In Fukuoka earlier this month, Blockstream CEO Adam Back offered a kind of Crypto 101 for finance and monetary officials. He explained the unique qualities of blockchain assets, token offerings, and applications from remittances to hedging against volatility in global markets.

This latter point is especially timely as Trump’s trade war helps resurrect Bitcoin and other crypto assets. There are several possible forces driving Bitcoin’s price north of US$9,000: fears of global crisis that slams the dollar; the advent of crypto futures trading; the entrance of large-scale corporations into the arena.

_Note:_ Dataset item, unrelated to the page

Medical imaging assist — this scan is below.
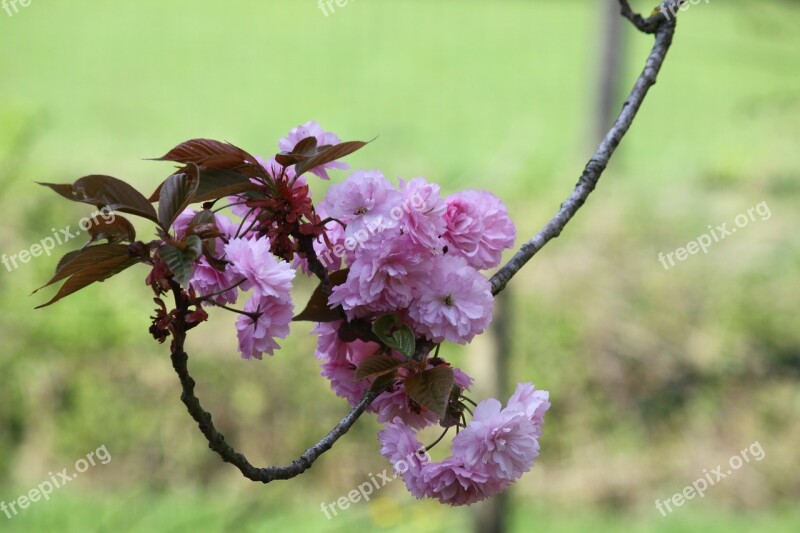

Purists abhor the idea of mainstreaming assets meant to operate in their own realm. But as Facebook’s likely entrance reminded us, “more recentlycrypto’s revolutionary air has in part given way to pragmatism,” says Steve LeVine of Washington-based news site Axios.

Look no further than a consortium of 14 Japanese banks now vying to mint their own digital currencies. As reported by Asia Times, the more than US$60 million project involves so-called utility settlement coins, or USCs, that are pegged to fiat money. Again, not an optimal scenario for evangelists steeped in Bitcoin counter-culture origins, but a step toward added stability to the market.

Facebook’s own cryptocurrency will be based in “stablecoins,” which also are linked to government-issued cash. Zuckerberg’s shop appears to be toying with its own consortium, which reportedly includes the likes of MasterCard, Visa, PayPal, Uber, travel site Stripe and Argentine e-commerce platform MercadoLibre

Yet even purists have to wonder why Facebook is exciting the market. To Michael Imerman, co-director of the Financial Engineering program at Claremont Graduate University, Facebook, for better or worse, adds a burst of “trust in the court of public appearances.”

One irony: Zuckerberg may be coming to the aid of the Winklevoss twins who, from “The Social Network” infamy, claim they really invented Facebook.

But the real redemptive moment could come in Osaka. Again, purists will abhor any move by the financial establishment into the cyptoworld as an intrusion. The Catch 22, though, is that the only way to stop that establishment from killing the market is finding a third way. Posterity may recall is as the Osaka Way.